It really is tough to figure where this stock market is going. If you look at a 20-year chart of the S&P 500, you’ll see a most peculiar depiction of stock prices.
You can easily see the stock market crash in 1987, but when compared to the price appreciation of stocks from 1995 to 2000, then the subsequent fall, the crash of 1987 looks like a minor blip. It’s as if the crash was just one down day in the market’s history.
From 2000 to 2003, the market’s negative price action is clearly illustrated, losing almost half its worth from the highs set during the Internet bubble. In 2003, the market reverses and the S&P 500 begins a solid recovery to where it is now.
Technical analysts looking at this index chart are at a loss for an explanation. The market’s price action hasn’t really followed any traditional type patterns, and there doesn’t seem to be any rationality to it.
This leads us to today’s market environment where I really don’t have a defined view as to where stock prices are headed over the near-term. As a full-time market observer, I usually have a good sense about stock market sentiment and its overall direction. In the current environment, it is a toss up as to where prices might head.

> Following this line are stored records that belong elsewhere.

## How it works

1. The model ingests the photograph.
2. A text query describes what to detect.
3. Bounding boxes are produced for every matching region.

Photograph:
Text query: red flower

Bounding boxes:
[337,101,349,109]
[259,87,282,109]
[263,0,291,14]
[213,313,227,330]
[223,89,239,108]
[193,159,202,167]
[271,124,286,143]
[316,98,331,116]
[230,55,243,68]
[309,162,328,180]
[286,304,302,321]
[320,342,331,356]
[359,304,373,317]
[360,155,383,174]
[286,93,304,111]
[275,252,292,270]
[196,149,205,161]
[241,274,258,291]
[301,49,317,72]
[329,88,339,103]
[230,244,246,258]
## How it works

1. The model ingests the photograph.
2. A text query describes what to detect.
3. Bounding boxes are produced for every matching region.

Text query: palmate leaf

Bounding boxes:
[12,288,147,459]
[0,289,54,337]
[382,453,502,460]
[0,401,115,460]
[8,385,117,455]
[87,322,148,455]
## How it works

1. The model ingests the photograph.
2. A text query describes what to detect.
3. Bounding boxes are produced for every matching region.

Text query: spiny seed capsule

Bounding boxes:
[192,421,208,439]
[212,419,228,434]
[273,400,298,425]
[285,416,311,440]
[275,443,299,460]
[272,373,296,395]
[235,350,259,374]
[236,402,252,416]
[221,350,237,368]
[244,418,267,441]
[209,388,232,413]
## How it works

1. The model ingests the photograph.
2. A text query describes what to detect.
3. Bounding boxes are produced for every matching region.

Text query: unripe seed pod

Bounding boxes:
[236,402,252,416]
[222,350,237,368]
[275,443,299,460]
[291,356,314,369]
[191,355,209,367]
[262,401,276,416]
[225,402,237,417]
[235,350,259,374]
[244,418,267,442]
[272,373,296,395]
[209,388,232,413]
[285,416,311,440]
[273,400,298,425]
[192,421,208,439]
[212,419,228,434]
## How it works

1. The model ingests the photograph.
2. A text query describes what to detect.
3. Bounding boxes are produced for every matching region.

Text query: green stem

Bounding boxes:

I mentioned before in this column that I felt that the market is regressing towards its mean. After all the market’s ups and downs over the past decade, individual investors’ enthusiasm for the stock market is waning. Interest rates have gone up and yields from money market instruments are providing competition for stocks.
So, the stock market has evolved, and yet it is returning to its usual self. My best guess as to the future is that average returns from investing in stocks will be much more modest than they were over the last ten years. The stock market really is returning to its historical norms.